# Help! Storage man in Spain is now in prison!



## Jayne deal (Mar 28, 2014)

Hello
I have not used this forum before and not sure if I'm posting in the right place even?
Some info would be great if anyone out there has any ideas where I go from here.
I left my belongings with a storage co/ guy . Paid for a year up front and went off to China for a year. When I tried to contact the storage guy, no answer on either phone number or email? I had no option but to make a costly trip to Marbella to go to speak to him in person . I was now ready to arrange collection of my belongings. Could not find him, because he has been imprisoned I Allhurain Prison. Near Coin, Costa Del Sol. I really do not know what to do? 
I don't know where my stuff is now? I would like to contact him in the prison to ask him, as I'm sure he would be the best first contact? But I do not know enough Spanish to even begin to try to arrange either going to speak to him, or maybe even write to him. Any ideas or suggestions I would be so grateful for.
Jayne. Now back in UK .


----------



## 90199 (Mar 21, 2010)

Perhaps the British Consulate might help, often they have contact with imprisoned U.K. nationals.


----------



## Pesky Wesky (May 10, 2009)

Hepa said:


> Perhaps the British Consulate might help, often they have contact with imprisoned U.K. nationals.


Is he British?


----------



## fergie (Oct 4, 2010)

Ask the local police who may have arrested him, how to get in contact with him, and also report to them that your stuff is now possibly missing. It may be that it is still safe in some storage he had, and will be able to tell you who looks after the keys,but it is possible he may have disposed of it to make money, in the worst case scenario. If the latter is the case, then he is a thief on top of whatever he went to prison for. You may need to find out where a local translator is to help you deal with the police.


----------



## Pesky Wesky (May 10, 2009)

fergie said:


> Ask the local police who may have arrested him, how to get in contact with him, and also report to them that your stuff is now possibly missing. It may be that it is still safe in some storage he had, and will be able to tell you who looks after the keys,but it is possible he may have disposed of it to make money, in the worst case scenario. If the latter is the case, then he is a thief on top of whatever he went to prison for. You may need to find out where a local translator is to help you deal with the police.

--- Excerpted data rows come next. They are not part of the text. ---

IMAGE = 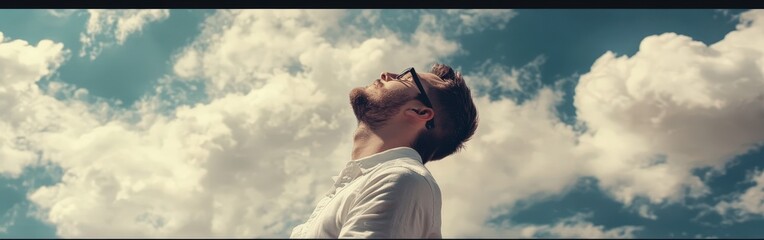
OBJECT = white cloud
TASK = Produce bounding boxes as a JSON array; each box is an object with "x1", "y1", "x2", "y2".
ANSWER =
[
  {"x1": 27, "y1": 68, "x2": 350, "y2": 237},
  {"x1": 79, "y1": 10, "x2": 170, "y2": 60},
  {"x1": 0, "y1": 32, "x2": 120, "y2": 237},
  {"x1": 0, "y1": 31, "x2": 70, "y2": 177},
  {"x1": 574, "y1": 9, "x2": 764, "y2": 208},
  {"x1": 445, "y1": 9, "x2": 517, "y2": 35},
  {"x1": 637, "y1": 204, "x2": 658, "y2": 220},
  {"x1": 468, "y1": 55, "x2": 545, "y2": 101},
  {"x1": 714, "y1": 168, "x2": 764, "y2": 223},
  {"x1": 413, "y1": 10, "x2": 516, "y2": 37},
  {"x1": 519, "y1": 213, "x2": 642, "y2": 238},
  {"x1": 352, "y1": 9, "x2": 380, "y2": 26}
]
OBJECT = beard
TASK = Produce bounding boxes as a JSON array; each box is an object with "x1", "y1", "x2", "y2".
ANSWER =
[{"x1": 349, "y1": 86, "x2": 410, "y2": 130}]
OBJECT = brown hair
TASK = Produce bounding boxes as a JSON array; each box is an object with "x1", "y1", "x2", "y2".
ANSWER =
[{"x1": 413, "y1": 63, "x2": 479, "y2": 164}]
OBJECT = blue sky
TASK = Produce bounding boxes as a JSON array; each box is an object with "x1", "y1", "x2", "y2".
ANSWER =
[{"x1": 1, "y1": 9, "x2": 763, "y2": 238}]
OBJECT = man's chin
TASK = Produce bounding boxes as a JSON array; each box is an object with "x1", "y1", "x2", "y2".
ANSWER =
[{"x1": 349, "y1": 87, "x2": 368, "y2": 121}]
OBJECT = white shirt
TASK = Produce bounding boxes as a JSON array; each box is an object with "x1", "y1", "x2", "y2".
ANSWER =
[{"x1": 290, "y1": 147, "x2": 442, "y2": 238}]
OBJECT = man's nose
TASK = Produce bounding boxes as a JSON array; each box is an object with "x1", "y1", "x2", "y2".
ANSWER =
[{"x1": 380, "y1": 72, "x2": 396, "y2": 81}]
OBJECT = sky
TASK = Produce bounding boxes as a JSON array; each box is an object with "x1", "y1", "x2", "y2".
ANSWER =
[{"x1": 1, "y1": 9, "x2": 763, "y2": 238}]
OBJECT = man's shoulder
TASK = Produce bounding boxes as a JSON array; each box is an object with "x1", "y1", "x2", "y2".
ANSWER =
[
  {"x1": 377, "y1": 157, "x2": 432, "y2": 178},
  {"x1": 367, "y1": 158, "x2": 440, "y2": 192}
]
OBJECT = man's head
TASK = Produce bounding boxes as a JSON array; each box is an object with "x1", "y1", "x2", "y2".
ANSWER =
[{"x1": 349, "y1": 63, "x2": 479, "y2": 164}]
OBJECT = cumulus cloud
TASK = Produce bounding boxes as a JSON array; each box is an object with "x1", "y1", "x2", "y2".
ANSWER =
[
  {"x1": 0, "y1": 31, "x2": 71, "y2": 177},
  {"x1": 574, "y1": 9, "x2": 764, "y2": 209},
  {"x1": 0, "y1": 31, "x2": 121, "y2": 236},
  {"x1": 79, "y1": 10, "x2": 170, "y2": 60}
]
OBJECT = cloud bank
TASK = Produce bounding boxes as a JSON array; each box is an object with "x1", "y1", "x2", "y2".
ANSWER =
[{"x1": 575, "y1": 9, "x2": 764, "y2": 210}]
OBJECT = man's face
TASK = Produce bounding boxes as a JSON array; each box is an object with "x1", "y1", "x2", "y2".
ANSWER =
[{"x1": 349, "y1": 71, "x2": 434, "y2": 130}]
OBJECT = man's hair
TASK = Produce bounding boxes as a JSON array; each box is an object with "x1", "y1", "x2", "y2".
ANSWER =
[{"x1": 413, "y1": 63, "x2": 479, "y2": 164}]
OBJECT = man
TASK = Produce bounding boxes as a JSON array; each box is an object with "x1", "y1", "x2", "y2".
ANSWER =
[{"x1": 290, "y1": 63, "x2": 478, "y2": 238}]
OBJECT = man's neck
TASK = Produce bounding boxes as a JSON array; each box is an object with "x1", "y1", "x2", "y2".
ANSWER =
[{"x1": 351, "y1": 123, "x2": 413, "y2": 161}]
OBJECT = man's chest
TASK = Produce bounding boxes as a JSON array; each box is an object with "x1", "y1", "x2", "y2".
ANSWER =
[{"x1": 293, "y1": 177, "x2": 366, "y2": 237}]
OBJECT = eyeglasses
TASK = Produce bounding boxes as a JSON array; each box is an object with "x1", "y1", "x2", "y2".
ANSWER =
[{"x1": 396, "y1": 67, "x2": 435, "y2": 130}]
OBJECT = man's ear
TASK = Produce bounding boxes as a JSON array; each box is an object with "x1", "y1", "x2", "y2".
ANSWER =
[{"x1": 405, "y1": 108, "x2": 434, "y2": 123}]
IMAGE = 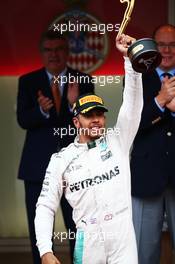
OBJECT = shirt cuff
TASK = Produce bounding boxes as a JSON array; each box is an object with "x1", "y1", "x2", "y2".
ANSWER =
[
  {"x1": 154, "y1": 97, "x2": 165, "y2": 112},
  {"x1": 40, "y1": 106, "x2": 50, "y2": 119},
  {"x1": 68, "y1": 104, "x2": 73, "y2": 112}
]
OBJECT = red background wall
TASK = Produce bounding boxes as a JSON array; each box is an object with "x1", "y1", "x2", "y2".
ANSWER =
[{"x1": 0, "y1": 0, "x2": 168, "y2": 76}]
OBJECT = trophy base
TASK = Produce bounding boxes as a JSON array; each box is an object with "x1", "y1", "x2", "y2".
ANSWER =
[{"x1": 127, "y1": 38, "x2": 162, "y2": 73}]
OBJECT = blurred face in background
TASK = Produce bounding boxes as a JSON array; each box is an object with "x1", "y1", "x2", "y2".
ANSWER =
[
  {"x1": 155, "y1": 26, "x2": 175, "y2": 71},
  {"x1": 41, "y1": 38, "x2": 69, "y2": 75}
]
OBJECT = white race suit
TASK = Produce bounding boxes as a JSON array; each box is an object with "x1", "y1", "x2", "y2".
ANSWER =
[{"x1": 35, "y1": 57, "x2": 143, "y2": 264}]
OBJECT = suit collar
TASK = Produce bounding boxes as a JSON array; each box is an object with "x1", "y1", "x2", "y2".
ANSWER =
[{"x1": 45, "y1": 67, "x2": 68, "y2": 83}]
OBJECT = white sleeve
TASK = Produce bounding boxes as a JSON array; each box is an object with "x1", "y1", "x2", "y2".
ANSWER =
[
  {"x1": 34, "y1": 153, "x2": 64, "y2": 257},
  {"x1": 115, "y1": 57, "x2": 143, "y2": 152}
]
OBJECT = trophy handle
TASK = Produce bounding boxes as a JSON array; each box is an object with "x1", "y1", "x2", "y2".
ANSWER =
[{"x1": 117, "y1": 0, "x2": 135, "y2": 36}]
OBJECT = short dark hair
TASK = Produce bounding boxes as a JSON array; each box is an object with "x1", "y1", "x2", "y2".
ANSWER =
[
  {"x1": 39, "y1": 29, "x2": 68, "y2": 51},
  {"x1": 152, "y1": 24, "x2": 175, "y2": 39}
]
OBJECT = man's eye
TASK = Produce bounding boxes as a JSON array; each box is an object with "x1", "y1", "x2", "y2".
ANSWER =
[
  {"x1": 157, "y1": 42, "x2": 175, "y2": 49},
  {"x1": 43, "y1": 48, "x2": 51, "y2": 52},
  {"x1": 84, "y1": 112, "x2": 92, "y2": 118},
  {"x1": 43, "y1": 47, "x2": 66, "y2": 52}
]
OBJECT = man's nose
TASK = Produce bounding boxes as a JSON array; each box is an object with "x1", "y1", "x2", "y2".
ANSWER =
[
  {"x1": 50, "y1": 48, "x2": 59, "y2": 55},
  {"x1": 163, "y1": 45, "x2": 171, "y2": 52},
  {"x1": 51, "y1": 50, "x2": 57, "y2": 55},
  {"x1": 92, "y1": 115, "x2": 100, "y2": 122}
]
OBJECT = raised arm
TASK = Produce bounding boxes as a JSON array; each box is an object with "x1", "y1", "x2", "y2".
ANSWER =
[{"x1": 115, "y1": 34, "x2": 143, "y2": 152}]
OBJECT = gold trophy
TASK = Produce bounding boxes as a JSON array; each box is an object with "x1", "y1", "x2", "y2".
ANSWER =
[{"x1": 118, "y1": 0, "x2": 162, "y2": 73}]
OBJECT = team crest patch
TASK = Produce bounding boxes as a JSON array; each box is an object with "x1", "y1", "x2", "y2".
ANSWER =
[{"x1": 49, "y1": 9, "x2": 109, "y2": 73}]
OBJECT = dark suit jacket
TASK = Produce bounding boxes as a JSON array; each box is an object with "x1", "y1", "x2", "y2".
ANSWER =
[
  {"x1": 130, "y1": 70, "x2": 175, "y2": 198},
  {"x1": 17, "y1": 67, "x2": 94, "y2": 182}
]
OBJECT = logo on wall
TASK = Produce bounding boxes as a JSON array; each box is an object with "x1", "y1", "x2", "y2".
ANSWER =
[{"x1": 50, "y1": 10, "x2": 109, "y2": 73}]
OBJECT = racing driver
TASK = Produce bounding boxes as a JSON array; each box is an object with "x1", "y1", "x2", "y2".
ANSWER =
[{"x1": 35, "y1": 34, "x2": 143, "y2": 264}]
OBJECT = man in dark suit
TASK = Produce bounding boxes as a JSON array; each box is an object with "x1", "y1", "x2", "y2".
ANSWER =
[
  {"x1": 130, "y1": 24, "x2": 175, "y2": 264},
  {"x1": 17, "y1": 30, "x2": 94, "y2": 264}
]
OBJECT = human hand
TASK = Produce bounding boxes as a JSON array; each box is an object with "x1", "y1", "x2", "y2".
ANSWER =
[
  {"x1": 38, "y1": 90, "x2": 54, "y2": 113},
  {"x1": 156, "y1": 76, "x2": 175, "y2": 108},
  {"x1": 116, "y1": 34, "x2": 136, "y2": 57},
  {"x1": 166, "y1": 96, "x2": 175, "y2": 112},
  {"x1": 67, "y1": 81, "x2": 79, "y2": 106},
  {"x1": 41, "y1": 252, "x2": 61, "y2": 264}
]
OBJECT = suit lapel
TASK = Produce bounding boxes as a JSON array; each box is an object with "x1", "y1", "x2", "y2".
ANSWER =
[
  {"x1": 38, "y1": 68, "x2": 53, "y2": 98},
  {"x1": 143, "y1": 70, "x2": 162, "y2": 97}
]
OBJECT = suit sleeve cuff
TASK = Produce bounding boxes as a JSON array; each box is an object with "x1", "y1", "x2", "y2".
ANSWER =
[
  {"x1": 154, "y1": 97, "x2": 165, "y2": 112},
  {"x1": 39, "y1": 106, "x2": 50, "y2": 119}
]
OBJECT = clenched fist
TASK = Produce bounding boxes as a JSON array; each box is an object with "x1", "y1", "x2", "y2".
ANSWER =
[{"x1": 116, "y1": 34, "x2": 136, "y2": 57}]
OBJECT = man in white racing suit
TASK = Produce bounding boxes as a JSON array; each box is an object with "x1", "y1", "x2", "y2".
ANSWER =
[{"x1": 35, "y1": 34, "x2": 143, "y2": 264}]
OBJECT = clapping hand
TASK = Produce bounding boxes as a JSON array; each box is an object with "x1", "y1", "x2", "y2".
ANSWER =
[{"x1": 38, "y1": 90, "x2": 53, "y2": 113}]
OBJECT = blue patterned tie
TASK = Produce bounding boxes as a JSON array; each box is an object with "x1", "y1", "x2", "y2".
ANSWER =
[{"x1": 161, "y1": 72, "x2": 173, "y2": 79}]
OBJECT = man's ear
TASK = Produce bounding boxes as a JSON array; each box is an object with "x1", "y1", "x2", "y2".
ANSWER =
[{"x1": 73, "y1": 117, "x2": 80, "y2": 129}]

Yes, I would go to the police too, but there is the problem of the language for the OP


----------



## Jayne deal (Mar 28, 2014)

*how to contact someone in Allhurain Prison?*

Really have no clue how to go about this. Need to speak to a person who is now in prison. I have no idea why he is in prison. He was the person who I trusted and paid to look after my belongings in his storage facility in Coin, Nr Marbella.
Any help or ideas greatly appreciated .
Jayne


----------



## Jayne deal (Mar 28, 2014)

Hepa said:


> Perhaps the British Consulate might help, often they have contact with imprisoned U.K. nationals.

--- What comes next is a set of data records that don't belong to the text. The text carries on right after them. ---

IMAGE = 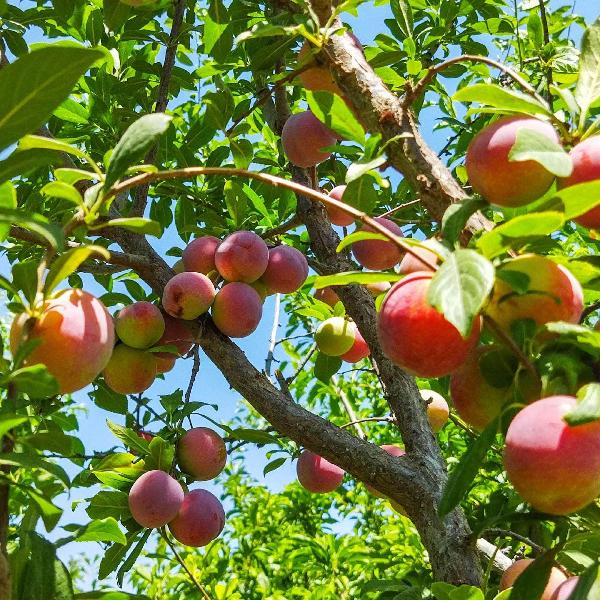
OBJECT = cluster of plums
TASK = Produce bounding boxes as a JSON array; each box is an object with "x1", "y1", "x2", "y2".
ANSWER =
[{"x1": 128, "y1": 427, "x2": 227, "y2": 547}]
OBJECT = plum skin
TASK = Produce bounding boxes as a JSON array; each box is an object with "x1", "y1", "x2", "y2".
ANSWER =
[
  {"x1": 296, "y1": 450, "x2": 344, "y2": 493},
  {"x1": 177, "y1": 427, "x2": 227, "y2": 481},
  {"x1": 128, "y1": 470, "x2": 184, "y2": 529},
  {"x1": 114, "y1": 301, "x2": 165, "y2": 349}
]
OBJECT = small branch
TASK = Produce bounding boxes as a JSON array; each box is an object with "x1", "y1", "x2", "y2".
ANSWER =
[
  {"x1": 286, "y1": 343, "x2": 317, "y2": 384},
  {"x1": 484, "y1": 528, "x2": 545, "y2": 554},
  {"x1": 131, "y1": 0, "x2": 188, "y2": 217},
  {"x1": 339, "y1": 415, "x2": 396, "y2": 429},
  {"x1": 261, "y1": 215, "x2": 302, "y2": 239},
  {"x1": 483, "y1": 315, "x2": 539, "y2": 382},
  {"x1": 380, "y1": 198, "x2": 422, "y2": 218},
  {"x1": 107, "y1": 167, "x2": 439, "y2": 271},
  {"x1": 405, "y1": 54, "x2": 547, "y2": 109},
  {"x1": 476, "y1": 538, "x2": 513, "y2": 572},
  {"x1": 579, "y1": 300, "x2": 600, "y2": 323},
  {"x1": 265, "y1": 294, "x2": 281, "y2": 379},
  {"x1": 332, "y1": 376, "x2": 365, "y2": 439},
  {"x1": 183, "y1": 345, "x2": 201, "y2": 428},
  {"x1": 161, "y1": 530, "x2": 213, "y2": 599}
]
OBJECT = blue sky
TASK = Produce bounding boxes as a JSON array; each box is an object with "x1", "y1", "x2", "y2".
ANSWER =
[{"x1": 4, "y1": 0, "x2": 599, "y2": 592}]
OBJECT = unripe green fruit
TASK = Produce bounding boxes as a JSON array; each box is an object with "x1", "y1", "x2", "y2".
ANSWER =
[
  {"x1": 314, "y1": 317, "x2": 355, "y2": 356},
  {"x1": 115, "y1": 301, "x2": 165, "y2": 349},
  {"x1": 103, "y1": 345, "x2": 156, "y2": 394}
]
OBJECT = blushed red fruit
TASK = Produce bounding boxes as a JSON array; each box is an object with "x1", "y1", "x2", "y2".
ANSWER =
[
  {"x1": 177, "y1": 427, "x2": 227, "y2": 481},
  {"x1": 504, "y1": 395, "x2": 600, "y2": 515},
  {"x1": 450, "y1": 345, "x2": 515, "y2": 431},
  {"x1": 466, "y1": 116, "x2": 559, "y2": 207},
  {"x1": 103, "y1": 345, "x2": 156, "y2": 394},
  {"x1": 115, "y1": 301, "x2": 165, "y2": 349},
  {"x1": 326, "y1": 185, "x2": 354, "y2": 227},
  {"x1": 398, "y1": 241, "x2": 439, "y2": 274},
  {"x1": 558, "y1": 135, "x2": 600, "y2": 228},
  {"x1": 137, "y1": 431, "x2": 154, "y2": 443},
  {"x1": 421, "y1": 390, "x2": 449, "y2": 433},
  {"x1": 260, "y1": 245, "x2": 309, "y2": 293},
  {"x1": 10, "y1": 289, "x2": 114, "y2": 394},
  {"x1": 281, "y1": 111, "x2": 337, "y2": 168},
  {"x1": 212, "y1": 282, "x2": 263, "y2": 338},
  {"x1": 298, "y1": 43, "x2": 341, "y2": 95},
  {"x1": 155, "y1": 354, "x2": 176, "y2": 374},
  {"x1": 377, "y1": 272, "x2": 481, "y2": 378},
  {"x1": 315, "y1": 317, "x2": 355, "y2": 356},
  {"x1": 487, "y1": 254, "x2": 583, "y2": 330},
  {"x1": 352, "y1": 217, "x2": 404, "y2": 270},
  {"x1": 340, "y1": 325, "x2": 370, "y2": 363},
  {"x1": 156, "y1": 315, "x2": 194, "y2": 360},
  {"x1": 366, "y1": 445, "x2": 405, "y2": 498},
  {"x1": 296, "y1": 450, "x2": 344, "y2": 493},
  {"x1": 128, "y1": 470, "x2": 184, "y2": 528},
  {"x1": 182, "y1": 236, "x2": 221, "y2": 274},
  {"x1": 314, "y1": 286, "x2": 340, "y2": 306},
  {"x1": 162, "y1": 272, "x2": 216, "y2": 320},
  {"x1": 550, "y1": 577, "x2": 580, "y2": 600},
  {"x1": 168, "y1": 489, "x2": 225, "y2": 547},
  {"x1": 500, "y1": 559, "x2": 567, "y2": 599},
  {"x1": 214, "y1": 231, "x2": 269, "y2": 283}
]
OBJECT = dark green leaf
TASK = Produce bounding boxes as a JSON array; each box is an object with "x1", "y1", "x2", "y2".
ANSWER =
[
  {"x1": 314, "y1": 353, "x2": 342, "y2": 383},
  {"x1": 0, "y1": 453, "x2": 70, "y2": 487},
  {"x1": 438, "y1": 418, "x2": 498, "y2": 517},
  {"x1": 0, "y1": 208, "x2": 63, "y2": 250},
  {"x1": 86, "y1": 490, "x2": 131, "y2": 521},
  {"x1": 9, "y1": 364, "x2": 59, "y2": 398},
  {"x1": 390, "y1": 0, "x2": 413, "y2": 38},
  {"x1": 229, "y1": 428, "x2": 279, "y2": 445},
  {"x1": 263, "y1": 457, "x2": 286, "y2": 476},
  {"x1": 117, "y1": 529, "x2": 151, "y2": 586},
  {"x1": 12, "y1": 260, "x2": 39, "y2": 305},
  {"x1": 0, "y1": 149, "x2": 61, "y2": 185},
  {"x1": 441, "y1": 198, "x2": 488, "y2": 245}
]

Thank you. I will try British consulate .


----------



## Jayne deal (Mar 28, 2014)

Pesky Wesky said:


> Is he British?


Yes he is British.


----------



## Relyat (Sep 29, 2013)

Whilst doing everything suggested above, write a letter to him asking where your possessions are and how you can reclaim them. Enlist the help of Google translate to compose a brief covering letter to the Governor of the Prison asking that the letter be handed to the individual in person.
This appears to be the address for the Establishment-
Finca la Moraga; 29170 - Alhaurín de la Torre


----------



## jojo (Sep 20, 2007)

I would suggest you go to the guaedia and ask???

Jo xxx


----------



## Jayne deal (Mar 28, 2014)

Thank you so much for this info. I will do this today! and ...who knows?  many thanks again.


----------



## Pesky Wesky (May 10, 2009)

Jayne deal said:


> Really have no clue how to go about this. Need to speak to a person who is now in prison. I have no idea why he is in prison. He was the person who I trusted and paid to look after my belongings in his storage facility in Coin, Nr Marbella.
> Any help or ideas greatly appreciated .
> Jayne


I think it depends how much your stored stuff is worth and how much time and money you're prepared to spend, which only you know.
You have an address. You can go, go with an interpreter, write in English to the governor, get the letter translated, get in touch with the Guardia Civil/ Police with or with out the interpreter/ translated letter . Lots of options, none of them with any guarantees, none of them easy or magical solutions to a bad situation, sorry... It's up to you to choose


----------



## Jayne deal (Mar 28, 2014)

Feeling a bit more positive now. Thanks to all who have replied. I've written my letters. 
I'm back the UK now. Family traumas. This is what makes this harder to chase this up.
The value of possessions, is several thousand pounds. Plus some personal stuff that's just irreplaceable  
But, thanks to you guys, I'm gonna keep at it  xx


----------



## fergie (Oct 4, 2010)

Jayne deal said:


> Feeling a bit more positive now. Thanks to all who have replied. I've written my letters.
> I'm back the UK now. Family traumas. This is what makes this harder to chase this up.
> The value of possessions, is several thousand pounds. Plus some personal stuff that's just irreplaceable
> But, thanks to you guys, I'm gonna keep at it  xx


Wishing you well, and keeping fingers crossed to get some answers, did you have the stuff insured he was storing? Let us on the forum know how you go on with this.


----------



## Jayne deal (Mar 28, 2014)

Will do,


----------